Germany Imposes Draconian Internet Tax on Citizens
The compulsory mass registration of mobile phones
to follow soon
[Editor's Note: This is what a fascist state is all about.
Total government control and hegemony over your life down to the smallest
detail. The same satanic Illuminati nazis who are running Germany are running
this puppet regime here. When they were installing street cameras everywhere
in England in the 1990's, you didn't think it would happen here? Now we
have Big Brother street cameras in America. The driver's licence will next
become a national ID card and that will lead to a domestic passport required
to be carried at all times. Still waiting for someone else to fight for
your liberty? Good luck..Ken]
By Michael James in Frankfurt, Germany
http://educate-yourself.org/cn/germanyimposesinternettax14nov04.shtml
November 14, 2004
http://www.rumormillnews.com/cgi-bin/forum.cgi?read=59207
Forward courtesy of Slim Spurling <Acuvacset@aol.com >
12 October 2004
Germany has become the first country in the world to tax
private personal computers that are deemed to be "Internet-capable".The
plan, long in the offing, was agreed in Berlin by the Conference of Prime
Ministers of the Federal States of Germany on October 8. It is being billed
as part of the expansion of the television and radio public services fee,
which is administered by Germany's Radio and Television Licensing Authority
and enforced by the universally despised Gebühreneinzugszentrale (GEZ),
which often resorts to controversial and illegal Gestapo-like methods of
gathering information on private citizens.
The new tax was originally planned to come into effect on
January 1, 2007. That date still holds for businesses and large corporations,
but private households will be forced to register their PCs before the deadline
of March 31, 2005. Owners must then pay 17.03 euros a month for their PC
unless they are already complying with the full GEZ tax for a registered
television and radio.
The decision has provoked howls of protest from the nation's
estimated one million Internet users who have eschewed the trashy sensationalism
and state propaganda associated with the public broadcasters ARD and ZDF,
both of which argue that their websites constitute a public service that
Internet users are accessing free of charge.

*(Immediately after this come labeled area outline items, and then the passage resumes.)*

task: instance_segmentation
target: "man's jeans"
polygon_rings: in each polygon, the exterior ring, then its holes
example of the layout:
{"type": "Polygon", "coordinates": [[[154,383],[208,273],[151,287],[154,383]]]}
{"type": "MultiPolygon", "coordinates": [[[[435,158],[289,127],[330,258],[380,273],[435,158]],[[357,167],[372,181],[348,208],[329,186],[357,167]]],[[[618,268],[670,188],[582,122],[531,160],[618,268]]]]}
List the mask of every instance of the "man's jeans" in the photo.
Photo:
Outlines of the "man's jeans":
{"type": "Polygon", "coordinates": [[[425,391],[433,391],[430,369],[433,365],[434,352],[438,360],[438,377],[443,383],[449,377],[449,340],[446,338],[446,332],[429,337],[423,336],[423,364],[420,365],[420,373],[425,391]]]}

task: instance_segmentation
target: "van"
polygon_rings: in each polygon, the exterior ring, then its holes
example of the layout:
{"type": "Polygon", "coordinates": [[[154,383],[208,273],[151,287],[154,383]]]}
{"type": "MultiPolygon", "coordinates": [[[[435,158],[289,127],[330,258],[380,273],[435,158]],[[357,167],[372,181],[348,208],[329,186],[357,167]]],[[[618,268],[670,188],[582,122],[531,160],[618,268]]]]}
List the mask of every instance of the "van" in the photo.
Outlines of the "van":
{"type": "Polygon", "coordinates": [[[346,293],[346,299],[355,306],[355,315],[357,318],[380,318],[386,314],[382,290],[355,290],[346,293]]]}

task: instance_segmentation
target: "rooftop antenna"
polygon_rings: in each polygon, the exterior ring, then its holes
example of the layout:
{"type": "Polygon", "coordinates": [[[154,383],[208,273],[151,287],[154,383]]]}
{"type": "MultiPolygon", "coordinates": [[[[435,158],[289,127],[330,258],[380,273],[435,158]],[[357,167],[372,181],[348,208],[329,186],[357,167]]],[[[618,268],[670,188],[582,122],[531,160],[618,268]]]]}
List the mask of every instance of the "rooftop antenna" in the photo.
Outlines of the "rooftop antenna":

Technically speaking, they
say in addition, anyone with an Internet-capable PC (whether actually connected
to the Internet or not) can theoretically watch their broadcasts.
"With the same argument, the public broadcast services
can demand from me a fee for the existence of my briefcase, because in principle
it may contain an ARD television magazine that provides free viewing tips,"
says Arndt Groth, President of the Federal Association of Digital Businesses
(BVDW). Groth's comments, among others, have had lawyers frantically scanning
the German Constitution for loopholes (notwithstanding the fact that the
constitution, along with the Federal Republic of Germany itself, technically
ceased to exist as a legal entity on July 17, 1990).
Undaunted by the criticism that Germany is effectively nationalising
private telecommunications in much the same way as Hitler did during his
long reign of terror and in a style reminiscent of the taxes imposed on
typewriters by the Communist Party in the former totalitarian German Democratic
Republic, the Federal Minister for Culture, Christiane Weiss, has also signalled
her intention of subjecting Internet-capable mobile phones to the new tax.
"Cultural sovereignty is not to be interfered with,"
she warned owners of PCs and mobile phones who may consider taking the matter
to the European Courts. In a lengthy communications directive issued at
the end of September, she defended the massive state subsidies to public
broadcasters against advocates of a more free-market approach to the German
media, implicitly threatening the EU's monopoly regulator with non-cooperation
should a hearing be convened.
Tax-weary citizens who fail to pay the GEZ imposition or
register a television or radio are liable to pay crippling fines amounting
to thousands of euros and even face lengthy prison sentences. By law, individuals
and businesses resident in Germany must register every television, video-recorder,
DVD-player, radio, car radio and radio alarm-clock that they own, regardless
as to their state of repair.
That list will surely grow longer once hectored members of
the public have been goose-stepped into registering their personal computers
and mobile phones for fear of the GEZ knock on the door.
-------------
Michael James is a British freelance journalist and translator, resident
in Germany for over 12 years. Permission to republish his work without alteration
is freely granted to fellow libertarians.